Dans un communiqué parvenu à notre rédaction, cette instance a expliqué son incapacité à relancer la compétition dans les délais impartis, citant notamment des contraintes logistiques majeures, l’absence d’une dérogation du ministère des Sports, ainsi que la libération anticipée des joueurs par la majorité des clubs engagés.
La LINAFOOT a rappelé que les play-offs de la Ligue 1 avaient initialement fait l’objet d’un calendrier rendu public au mois de mai.
Toutefois, une instruction du Comité de normalisation (CONOR) de la FECOFA, datée du 17 juin, était venue perturber cette programmation en imposant un réajustement pour garantir un traitement jugé plus équitable entre les clubs.
Ce nouvel agenda, mis en œuvre rapidement, n’a cependant pas pu empêcher l’arrêt de la compétition à la 16ᵉ journée.
Le classement provisoire à l’arrêt du championnat a placé Les Aigles du Congo de Kinshasa en tête avec 35 points, suivis du FC Saint Éloi Lupopo (33 points) et de l’AS Maniema Union (32 points).
Le TP Mazembe, plaignant dans cette affaire portée devant le TAS, a terminé à la 5ᵉ position avec 30 points.

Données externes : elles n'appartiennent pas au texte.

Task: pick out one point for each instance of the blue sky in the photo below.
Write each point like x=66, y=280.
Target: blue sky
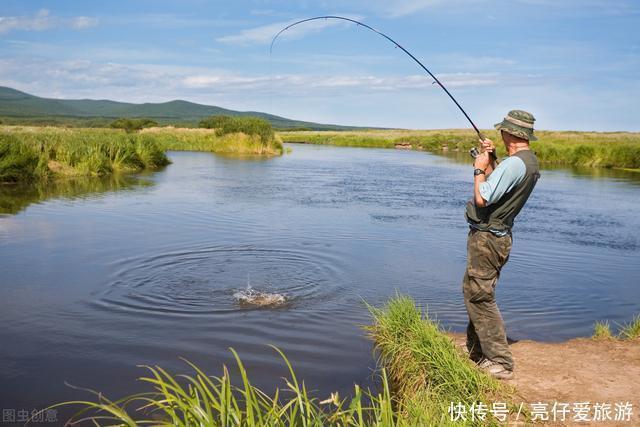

Selon la LINAFOOT, les deux premiers clubs se qualifient d’office pour la Ligue des Champions de la CAF, tandis que le troisième accompagnera le vainqueur de la Coupe du Congo à la Coupe de la Confédération.
La réponse de la LINAFOOT met en lumière les dysfonctionnements persistants dans la gestion du football en RDC, marquée par des décisions institutionnelles mal coordonnées, des ingérences et un manque de visibilité sur les compétitions.
À dix jours de l’échéance fixée par le TAS, le football congolais se retrouve une fois de plus dans une impasse, au risque de sanctions sportives et administratives à l’échelle continentale.